# hello TT owners i am new here !



## shukokai2000 (Jan 28, 2009)

Hi All i have just got my first TT 225 Quattro, i hope i can make new friends and discuss things of TT interest..

thank you.
Below is my baby


----------



## p1tse (Sep 20, 2004)

nice

but is there some sort of mask on the rear lights?


----------



## YELLOW_TT (Feb 25, 2004)

Welcome lots of friends in the TTOC www.ttoc.co.uk


----------



## graTT58 (Jan 28, 2009)

Hi, how did you add your photo to your profile? Thanks.


----------



## shukokai2000 (Jan 28, 2009)

p1tse said:


> nice
> 
> but is there some sort of mask on the rear lights?

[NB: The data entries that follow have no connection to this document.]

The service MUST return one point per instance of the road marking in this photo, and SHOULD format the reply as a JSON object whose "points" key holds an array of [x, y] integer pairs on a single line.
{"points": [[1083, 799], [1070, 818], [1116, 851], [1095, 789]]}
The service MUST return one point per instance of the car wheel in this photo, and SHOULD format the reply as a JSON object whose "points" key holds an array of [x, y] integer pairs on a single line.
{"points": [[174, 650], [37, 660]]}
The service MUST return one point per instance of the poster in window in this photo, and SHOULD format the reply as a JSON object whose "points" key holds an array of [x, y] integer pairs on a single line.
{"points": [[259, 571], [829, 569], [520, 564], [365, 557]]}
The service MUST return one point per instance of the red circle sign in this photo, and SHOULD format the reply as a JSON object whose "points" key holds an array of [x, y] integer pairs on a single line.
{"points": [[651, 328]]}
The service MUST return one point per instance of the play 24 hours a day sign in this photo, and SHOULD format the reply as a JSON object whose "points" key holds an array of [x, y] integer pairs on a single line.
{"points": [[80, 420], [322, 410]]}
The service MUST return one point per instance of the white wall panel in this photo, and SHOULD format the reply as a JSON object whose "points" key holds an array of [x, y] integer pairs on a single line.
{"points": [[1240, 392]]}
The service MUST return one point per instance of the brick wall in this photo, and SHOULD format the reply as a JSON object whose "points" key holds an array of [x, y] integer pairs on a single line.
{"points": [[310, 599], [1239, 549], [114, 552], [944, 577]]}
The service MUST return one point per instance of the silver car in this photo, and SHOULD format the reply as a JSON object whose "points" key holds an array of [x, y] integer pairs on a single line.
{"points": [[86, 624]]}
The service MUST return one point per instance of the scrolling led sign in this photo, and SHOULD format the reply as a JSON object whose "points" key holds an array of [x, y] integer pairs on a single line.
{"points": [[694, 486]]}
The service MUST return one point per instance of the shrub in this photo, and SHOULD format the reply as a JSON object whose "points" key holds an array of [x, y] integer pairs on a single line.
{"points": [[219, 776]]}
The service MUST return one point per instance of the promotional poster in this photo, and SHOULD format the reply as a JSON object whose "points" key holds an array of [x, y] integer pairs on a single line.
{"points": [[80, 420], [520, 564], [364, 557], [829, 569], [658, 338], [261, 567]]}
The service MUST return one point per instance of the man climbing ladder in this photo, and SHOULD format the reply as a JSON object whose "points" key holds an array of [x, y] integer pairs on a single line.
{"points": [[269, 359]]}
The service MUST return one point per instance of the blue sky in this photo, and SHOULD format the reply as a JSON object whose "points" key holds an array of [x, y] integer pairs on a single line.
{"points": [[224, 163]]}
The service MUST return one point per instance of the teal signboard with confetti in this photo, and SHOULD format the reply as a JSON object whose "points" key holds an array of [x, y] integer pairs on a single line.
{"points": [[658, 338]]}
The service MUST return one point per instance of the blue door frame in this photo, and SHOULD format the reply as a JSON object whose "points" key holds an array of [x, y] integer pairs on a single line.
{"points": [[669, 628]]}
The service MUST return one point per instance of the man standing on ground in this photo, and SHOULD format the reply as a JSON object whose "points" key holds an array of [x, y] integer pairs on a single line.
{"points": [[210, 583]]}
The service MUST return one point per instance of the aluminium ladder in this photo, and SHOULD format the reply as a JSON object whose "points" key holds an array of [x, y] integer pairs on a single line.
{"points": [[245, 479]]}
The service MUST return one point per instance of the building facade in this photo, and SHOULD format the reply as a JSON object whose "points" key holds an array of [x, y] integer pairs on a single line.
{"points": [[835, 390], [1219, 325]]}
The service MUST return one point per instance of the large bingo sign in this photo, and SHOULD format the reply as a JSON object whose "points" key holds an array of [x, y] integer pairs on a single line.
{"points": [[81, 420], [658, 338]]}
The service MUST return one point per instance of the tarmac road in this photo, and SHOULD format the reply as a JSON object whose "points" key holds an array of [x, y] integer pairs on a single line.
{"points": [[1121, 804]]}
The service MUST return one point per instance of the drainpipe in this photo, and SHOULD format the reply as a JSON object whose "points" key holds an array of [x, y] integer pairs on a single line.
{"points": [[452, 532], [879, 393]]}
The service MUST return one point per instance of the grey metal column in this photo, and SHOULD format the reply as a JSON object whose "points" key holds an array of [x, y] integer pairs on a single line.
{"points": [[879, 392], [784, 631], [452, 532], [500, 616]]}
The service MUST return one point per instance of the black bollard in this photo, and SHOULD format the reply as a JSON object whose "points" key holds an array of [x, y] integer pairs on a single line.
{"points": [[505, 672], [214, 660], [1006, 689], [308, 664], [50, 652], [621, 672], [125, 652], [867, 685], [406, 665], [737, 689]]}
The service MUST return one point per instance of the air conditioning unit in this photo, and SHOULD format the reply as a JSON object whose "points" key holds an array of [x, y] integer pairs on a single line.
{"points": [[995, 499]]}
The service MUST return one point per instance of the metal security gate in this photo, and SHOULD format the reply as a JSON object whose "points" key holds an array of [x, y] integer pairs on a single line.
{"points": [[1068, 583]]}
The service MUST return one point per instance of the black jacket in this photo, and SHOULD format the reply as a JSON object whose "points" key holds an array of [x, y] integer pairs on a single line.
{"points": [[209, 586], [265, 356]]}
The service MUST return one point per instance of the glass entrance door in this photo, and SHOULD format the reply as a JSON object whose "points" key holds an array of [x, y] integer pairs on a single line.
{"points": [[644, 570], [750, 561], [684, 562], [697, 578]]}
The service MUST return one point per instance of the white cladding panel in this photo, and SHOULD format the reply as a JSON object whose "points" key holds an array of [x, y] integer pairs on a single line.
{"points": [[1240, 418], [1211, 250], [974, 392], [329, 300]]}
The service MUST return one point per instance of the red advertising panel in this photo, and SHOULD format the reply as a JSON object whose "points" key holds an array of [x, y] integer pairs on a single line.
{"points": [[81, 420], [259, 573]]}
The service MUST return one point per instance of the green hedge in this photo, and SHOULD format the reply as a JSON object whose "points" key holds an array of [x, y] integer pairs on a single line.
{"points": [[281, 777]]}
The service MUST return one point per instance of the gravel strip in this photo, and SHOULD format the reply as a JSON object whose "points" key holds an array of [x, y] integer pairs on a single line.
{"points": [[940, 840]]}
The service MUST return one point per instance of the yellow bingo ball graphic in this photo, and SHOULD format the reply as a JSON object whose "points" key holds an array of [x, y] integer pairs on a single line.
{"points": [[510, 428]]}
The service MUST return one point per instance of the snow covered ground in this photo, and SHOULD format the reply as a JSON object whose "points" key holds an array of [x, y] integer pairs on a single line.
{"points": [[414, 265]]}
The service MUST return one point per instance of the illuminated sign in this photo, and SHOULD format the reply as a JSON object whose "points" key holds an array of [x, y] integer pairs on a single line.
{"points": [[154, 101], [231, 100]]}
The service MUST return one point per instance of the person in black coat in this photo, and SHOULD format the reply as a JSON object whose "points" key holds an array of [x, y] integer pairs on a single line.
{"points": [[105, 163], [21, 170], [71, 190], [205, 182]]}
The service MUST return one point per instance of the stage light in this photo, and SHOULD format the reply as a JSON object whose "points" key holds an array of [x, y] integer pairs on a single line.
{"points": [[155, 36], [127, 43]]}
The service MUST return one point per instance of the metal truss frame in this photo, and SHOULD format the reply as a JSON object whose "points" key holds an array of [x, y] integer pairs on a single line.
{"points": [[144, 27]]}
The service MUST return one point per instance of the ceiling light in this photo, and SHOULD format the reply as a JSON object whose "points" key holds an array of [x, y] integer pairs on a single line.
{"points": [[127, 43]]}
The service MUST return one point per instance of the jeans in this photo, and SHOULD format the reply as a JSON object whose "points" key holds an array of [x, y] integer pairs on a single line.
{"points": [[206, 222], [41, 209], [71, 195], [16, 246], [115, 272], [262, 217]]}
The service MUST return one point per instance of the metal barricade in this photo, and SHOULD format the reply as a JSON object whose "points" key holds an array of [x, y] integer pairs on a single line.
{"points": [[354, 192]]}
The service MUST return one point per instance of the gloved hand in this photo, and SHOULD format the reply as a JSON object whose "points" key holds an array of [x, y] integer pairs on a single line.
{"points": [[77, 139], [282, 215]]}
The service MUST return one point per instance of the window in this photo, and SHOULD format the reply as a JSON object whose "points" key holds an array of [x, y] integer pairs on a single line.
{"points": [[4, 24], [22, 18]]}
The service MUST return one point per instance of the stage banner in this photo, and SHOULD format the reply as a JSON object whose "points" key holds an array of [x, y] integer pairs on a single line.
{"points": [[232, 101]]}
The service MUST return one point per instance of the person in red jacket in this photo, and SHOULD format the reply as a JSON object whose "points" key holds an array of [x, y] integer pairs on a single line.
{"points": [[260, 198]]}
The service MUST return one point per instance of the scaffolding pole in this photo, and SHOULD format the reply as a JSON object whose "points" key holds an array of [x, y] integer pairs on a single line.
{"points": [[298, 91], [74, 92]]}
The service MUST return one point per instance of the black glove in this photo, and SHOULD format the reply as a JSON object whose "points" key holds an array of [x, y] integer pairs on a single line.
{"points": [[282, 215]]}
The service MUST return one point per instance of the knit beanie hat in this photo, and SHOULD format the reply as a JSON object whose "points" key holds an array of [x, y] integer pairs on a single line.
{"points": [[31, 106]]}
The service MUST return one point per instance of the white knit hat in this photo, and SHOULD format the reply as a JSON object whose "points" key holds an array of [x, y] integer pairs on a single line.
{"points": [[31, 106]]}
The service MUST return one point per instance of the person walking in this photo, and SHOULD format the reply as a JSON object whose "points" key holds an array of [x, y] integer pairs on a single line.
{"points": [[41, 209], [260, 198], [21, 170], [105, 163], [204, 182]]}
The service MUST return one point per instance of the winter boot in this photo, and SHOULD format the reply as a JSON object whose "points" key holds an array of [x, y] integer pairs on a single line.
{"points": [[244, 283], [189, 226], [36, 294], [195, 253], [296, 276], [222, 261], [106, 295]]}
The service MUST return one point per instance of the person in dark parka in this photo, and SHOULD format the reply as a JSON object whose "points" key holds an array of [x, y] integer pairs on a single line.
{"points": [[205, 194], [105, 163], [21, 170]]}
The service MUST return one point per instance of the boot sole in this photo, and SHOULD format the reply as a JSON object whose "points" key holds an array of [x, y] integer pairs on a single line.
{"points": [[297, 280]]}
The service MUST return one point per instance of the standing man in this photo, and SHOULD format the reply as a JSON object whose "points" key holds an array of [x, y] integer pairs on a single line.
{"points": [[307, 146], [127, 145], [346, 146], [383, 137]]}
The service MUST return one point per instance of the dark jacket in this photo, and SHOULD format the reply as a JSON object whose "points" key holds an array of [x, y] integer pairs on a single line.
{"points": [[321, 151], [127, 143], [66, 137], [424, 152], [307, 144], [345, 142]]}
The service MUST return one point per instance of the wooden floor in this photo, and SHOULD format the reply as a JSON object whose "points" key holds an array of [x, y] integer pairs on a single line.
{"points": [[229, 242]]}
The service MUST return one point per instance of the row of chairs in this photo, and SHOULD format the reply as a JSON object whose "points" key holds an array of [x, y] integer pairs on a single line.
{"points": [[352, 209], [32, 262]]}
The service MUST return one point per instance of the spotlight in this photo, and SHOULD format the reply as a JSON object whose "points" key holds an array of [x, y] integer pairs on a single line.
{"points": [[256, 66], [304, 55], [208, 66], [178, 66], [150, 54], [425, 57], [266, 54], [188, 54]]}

Hi thanks for the welcome guys,

*R:E the mask*, i bought the car as it is, i don't know the history of the mask 8)


----------



## shukokai2000 (Jan 28, 2009)

graTT58 said:


> Hi, how did you add your photo to your profile? Thanks.


hi , i put my photo in photobucket, then copied the image code then just put it on this,

i used www.photobucket.com it's free

cheers


----------



## GreekTT (Jan 5, 2009)

Very nice car... welcome to the forum!!!


----------



## p1tse (Sep 20, 2004)

excellent, so it has rear masks, v6 valance, do you wonder what other mods might be on there

added extras ;-)


----------



## T3RBO (Dec 9, 2003)

Welcome


----------



## malstt (Apr 18, 2007)

Welcome to the forum ,nice car 8)


----------



## jammyd (Oct 11, 2008)

Welcome to the forum... looks like you got a peach of a car there!


----------



## Wallsendmag (Feb 12, 2004)

Welcome


----------